Liputan6.com, Jakarta - Tak dapat berbuat banyak, Valentino Lumenta hanya dapat memandang dari jauh tempat tinggal dan bangunan sekitarnya yang perlahan menjadi puing. Di hadapannya, 2 alat berat seakan berlomba merobohkan puluhan bangunan yang berada di asrama Pacuan Kuda Pulomas, RT 8 RW 16, Kelurahan Kayu Putih, Kecamatan Pulogadung, Jakarta Timur.
"Saya 20 tahun tinggal di sini, sejak 1994," tutur mantan peraih medali emas dan perak di lomba halang rintang dengan kuda saat ASEAN Games 2013 di Myanmar itu, Rabu (20/4/2016).
Dia masih ingat ketika kedatangannya ke Jakarta dulu berbekal surat permintaan dari Gubernur DKI Jakarta Ali Sadikin pada 1972 yang ditujukan kepada pamannya. Kala itu, sang Gubernur meminta joki kuda untuk ditempatkan di asrama Pacuan Kuda Pulomas kepada Gubernur Sulawesi Utara. Tahun 1980-an barulah orangtuanya yang hijrah dari Manado ke Jakarta.
Baca Juga
Baca Juga
"Dulu tempati di sini, waktu Gubernur Ali Sadikin ngobrol sama Gubernur Sulut. Jadi diminta joki. Ada surat untuk datang ke sini. Kita tinggal nempatin. Diresmikan 1972. Saya generasi ketiga," terang atlet berusia 24 tahun itu yang hingga kini masih aktif berkuda.
Selama terjun di olahraga berkuda, atlet yang tergabung dalam Satuan Pelaksana Prima Asian Games 2018 itu mengaku telah menorehkan sejumlah prestasi.
"Jumping rintangan, prestasi di lokal, Asian Games 2013 dapat emas sama perak. Di Malaysia juga dapat medali," kenang dia.

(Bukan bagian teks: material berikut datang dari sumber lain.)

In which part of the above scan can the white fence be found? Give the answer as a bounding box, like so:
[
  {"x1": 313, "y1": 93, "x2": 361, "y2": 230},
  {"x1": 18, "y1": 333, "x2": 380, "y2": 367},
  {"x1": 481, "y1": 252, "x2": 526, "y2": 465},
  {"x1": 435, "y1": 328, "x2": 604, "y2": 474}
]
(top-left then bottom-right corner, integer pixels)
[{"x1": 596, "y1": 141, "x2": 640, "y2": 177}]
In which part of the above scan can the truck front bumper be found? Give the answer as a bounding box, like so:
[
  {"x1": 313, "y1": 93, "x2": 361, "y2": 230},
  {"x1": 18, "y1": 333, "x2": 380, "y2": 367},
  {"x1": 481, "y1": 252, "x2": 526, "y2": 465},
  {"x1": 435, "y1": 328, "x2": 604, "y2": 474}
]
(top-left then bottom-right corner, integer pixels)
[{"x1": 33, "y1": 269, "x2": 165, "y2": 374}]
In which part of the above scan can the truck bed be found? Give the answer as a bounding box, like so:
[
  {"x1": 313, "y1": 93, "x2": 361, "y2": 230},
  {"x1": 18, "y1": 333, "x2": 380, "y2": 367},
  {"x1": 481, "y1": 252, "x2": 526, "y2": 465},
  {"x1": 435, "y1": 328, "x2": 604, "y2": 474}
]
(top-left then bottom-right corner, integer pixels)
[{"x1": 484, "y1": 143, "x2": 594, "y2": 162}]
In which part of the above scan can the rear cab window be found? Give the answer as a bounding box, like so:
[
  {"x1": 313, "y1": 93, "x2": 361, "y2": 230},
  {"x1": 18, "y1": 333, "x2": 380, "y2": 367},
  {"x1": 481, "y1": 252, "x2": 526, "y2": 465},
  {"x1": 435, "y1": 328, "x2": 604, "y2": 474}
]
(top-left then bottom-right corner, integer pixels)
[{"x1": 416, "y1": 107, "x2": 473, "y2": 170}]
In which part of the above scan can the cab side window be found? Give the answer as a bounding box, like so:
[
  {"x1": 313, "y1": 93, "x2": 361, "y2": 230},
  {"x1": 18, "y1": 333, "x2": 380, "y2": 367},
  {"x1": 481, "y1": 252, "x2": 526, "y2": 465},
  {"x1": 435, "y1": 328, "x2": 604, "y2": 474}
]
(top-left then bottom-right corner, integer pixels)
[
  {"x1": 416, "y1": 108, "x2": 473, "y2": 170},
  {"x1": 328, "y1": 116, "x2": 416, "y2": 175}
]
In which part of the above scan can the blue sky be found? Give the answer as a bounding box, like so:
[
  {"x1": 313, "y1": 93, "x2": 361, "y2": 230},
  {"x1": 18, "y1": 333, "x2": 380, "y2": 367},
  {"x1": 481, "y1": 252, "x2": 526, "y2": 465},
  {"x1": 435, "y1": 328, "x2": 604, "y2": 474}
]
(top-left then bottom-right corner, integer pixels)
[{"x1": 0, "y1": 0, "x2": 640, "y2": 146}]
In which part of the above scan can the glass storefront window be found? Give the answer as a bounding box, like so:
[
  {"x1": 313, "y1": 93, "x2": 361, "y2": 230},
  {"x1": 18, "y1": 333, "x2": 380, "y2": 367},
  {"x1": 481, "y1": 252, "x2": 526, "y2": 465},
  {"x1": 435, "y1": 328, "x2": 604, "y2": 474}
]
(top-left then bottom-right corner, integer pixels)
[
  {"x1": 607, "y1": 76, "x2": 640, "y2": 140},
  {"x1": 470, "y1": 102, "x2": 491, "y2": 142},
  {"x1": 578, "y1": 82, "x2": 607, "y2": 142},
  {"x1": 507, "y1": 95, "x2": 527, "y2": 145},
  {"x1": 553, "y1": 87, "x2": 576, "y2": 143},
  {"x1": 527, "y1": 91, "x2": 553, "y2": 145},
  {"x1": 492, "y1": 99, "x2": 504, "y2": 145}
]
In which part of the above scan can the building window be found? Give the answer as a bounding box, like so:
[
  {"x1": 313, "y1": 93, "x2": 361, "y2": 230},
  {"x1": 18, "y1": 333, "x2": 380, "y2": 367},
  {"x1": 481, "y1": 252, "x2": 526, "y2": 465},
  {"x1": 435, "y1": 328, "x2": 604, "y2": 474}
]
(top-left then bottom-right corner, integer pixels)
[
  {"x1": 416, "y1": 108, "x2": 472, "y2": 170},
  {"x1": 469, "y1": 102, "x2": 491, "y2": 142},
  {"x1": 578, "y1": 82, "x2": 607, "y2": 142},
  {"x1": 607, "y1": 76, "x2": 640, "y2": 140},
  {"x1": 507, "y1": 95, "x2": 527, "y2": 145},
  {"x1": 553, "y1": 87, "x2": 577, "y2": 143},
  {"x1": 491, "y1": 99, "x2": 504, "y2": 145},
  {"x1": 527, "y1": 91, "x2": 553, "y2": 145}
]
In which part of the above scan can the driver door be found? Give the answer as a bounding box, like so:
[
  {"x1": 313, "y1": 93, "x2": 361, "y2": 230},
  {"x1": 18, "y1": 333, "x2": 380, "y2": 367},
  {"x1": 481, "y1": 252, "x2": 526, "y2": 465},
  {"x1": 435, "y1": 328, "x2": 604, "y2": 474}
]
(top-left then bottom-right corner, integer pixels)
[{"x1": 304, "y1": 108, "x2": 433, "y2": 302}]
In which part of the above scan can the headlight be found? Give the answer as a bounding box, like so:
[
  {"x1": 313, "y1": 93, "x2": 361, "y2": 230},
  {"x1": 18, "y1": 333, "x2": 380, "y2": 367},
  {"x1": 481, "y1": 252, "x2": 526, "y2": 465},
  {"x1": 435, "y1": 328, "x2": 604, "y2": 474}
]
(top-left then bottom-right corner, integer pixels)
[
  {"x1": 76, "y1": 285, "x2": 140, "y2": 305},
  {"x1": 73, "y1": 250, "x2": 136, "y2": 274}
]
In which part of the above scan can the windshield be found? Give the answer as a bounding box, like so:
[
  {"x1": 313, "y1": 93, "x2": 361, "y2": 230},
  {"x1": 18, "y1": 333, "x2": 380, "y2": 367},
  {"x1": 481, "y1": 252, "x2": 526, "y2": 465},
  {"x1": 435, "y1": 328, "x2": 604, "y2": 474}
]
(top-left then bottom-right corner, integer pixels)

Kini, dia harus tinggal di Rusun Pulogebang yang berada di Cakung, Jakarta Timur. Valentino menyayangkan, jarak yang jauh itu tentu membuatnya sulit untuk berlatih. Sebab dia harus mempersiapkan diri guna meraih prestasi di ajang Asian Games 2018 mendatang.
"Dikasih tempat di Rusun Pulogebang. Termasuk jauh. Kita latihannya di sini," keluh Valentino.
Valentino pun merasa pemerintah kurang atau bahkan tidak peduli dengan nasib para atlet berkuda.
"Saya sih, dilihat tidak ada pedulinya. Bukan saya saja. Waktu saya di Myanmar, banyak di cabang lain yang juga ngeluh. Mereka beli alat sendiri. Yang diperhatiin cuma bola, bulu tangkis sama golf. Dia (pemerintah) cuma 20 persen bantu olahraga. Waktu itu federasi yang bayar saya, bukan pemerintah," terang Valentino.
Dia melanjutkan, saat berada di Myanmar 2013 silam, bonus Rp 50 juta yang dijanjikan untuk peraih medali emas, ia hanya mengantongi Rp 35 juta.
Advertisement
Valentino juga masih ingat saat menerima surat peringatan 1 agar pindah dari asrama Pacuan Kuda Pulomas beberapa waktu lalu. Saat itu, ia bahkan tidak diberitahu akan tinggal atau dipindahkan ke mana.